Over the last few days two major events, one of international relevance and one limited to my own country (Italy), have shown that the web is fallible and those who claim that the cloud will give us commodity, always-available, scalable and cheap IT resources will have to reassess their beliefs.
The first incident, which is well described in a post by my colleague Lydia Leong, affected Amazon cloud services and was originated by a network problem, which in turn caused the re-mirroring a large number of volumes, hence impacting one of the availability zones (AZ) into which Amazon segments its regions.
The second incident, which happened today, affected Aruba, a web hosting company headquartered in central Italy and also providing some government-sanctioned services (such as certified email). There was a fire in the room where the UPS were located and that apparently affected the whole server room.
In both cases, clients who relied only on one Amazon AZ or only on Aruba for web hosting were affected. Those who designed their applications embedding resiliency concerns, e.g. by using multiple data centers, AZs or external service providers, emerged from these incidents unscathed.
While these incidents will probably raise a wave of concern about cloud computing and provide additional ammunitions to those who are resisting this trend on the basis of security and reliability issues, they are very welcome. In fact, they show that the basic principles that drove application design for availability and reliability in the past do not change because of the cloud. As one would not run an application on a single server, without any backup or recovery mechanism, so he or she has to apply the same concepts when using cloud services. Sure, cloud services are likely to fail less than one’s own data center, because that’s a global class infrastructure, but can still fail and – as shown by the recent events – it will.

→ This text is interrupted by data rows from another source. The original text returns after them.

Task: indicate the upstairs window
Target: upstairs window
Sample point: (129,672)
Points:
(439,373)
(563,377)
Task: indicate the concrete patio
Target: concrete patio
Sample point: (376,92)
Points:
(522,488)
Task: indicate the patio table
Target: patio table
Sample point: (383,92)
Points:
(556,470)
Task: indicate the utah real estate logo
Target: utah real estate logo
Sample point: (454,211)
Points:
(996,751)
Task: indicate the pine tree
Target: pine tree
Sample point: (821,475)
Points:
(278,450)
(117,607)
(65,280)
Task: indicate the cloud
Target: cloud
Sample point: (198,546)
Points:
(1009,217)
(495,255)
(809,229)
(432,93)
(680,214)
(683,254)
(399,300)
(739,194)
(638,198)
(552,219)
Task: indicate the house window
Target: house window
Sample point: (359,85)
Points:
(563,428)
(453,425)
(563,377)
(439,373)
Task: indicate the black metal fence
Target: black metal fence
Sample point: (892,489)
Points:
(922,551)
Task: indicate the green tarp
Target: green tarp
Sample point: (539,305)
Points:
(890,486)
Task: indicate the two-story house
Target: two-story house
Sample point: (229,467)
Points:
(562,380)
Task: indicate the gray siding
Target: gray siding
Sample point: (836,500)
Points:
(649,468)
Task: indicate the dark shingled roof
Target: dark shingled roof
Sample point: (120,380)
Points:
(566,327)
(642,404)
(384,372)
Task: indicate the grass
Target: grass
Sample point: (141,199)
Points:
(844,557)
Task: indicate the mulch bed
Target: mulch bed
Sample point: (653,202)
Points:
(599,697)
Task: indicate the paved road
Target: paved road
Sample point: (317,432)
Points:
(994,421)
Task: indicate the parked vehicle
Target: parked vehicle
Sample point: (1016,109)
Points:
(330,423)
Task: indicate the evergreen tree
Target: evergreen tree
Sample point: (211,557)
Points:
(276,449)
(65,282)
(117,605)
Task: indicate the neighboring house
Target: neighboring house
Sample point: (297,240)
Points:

While it is important to maintain pressure on service providers to improve their reliability footprint, the onus of developing or contracting reliable system stays with their clients, and there won’t be any miraculous cloud that provides 100% uptime or that does not risk to fail meeting its own SLAs.
Is this any different than before? Is the cloud good enough a reason to put all one’s eggs in one basket? I do not think so, and the more we look at the past and how we have coped with similar issues on our own data centers or with outsourcers, the better off we will be in using cloud services.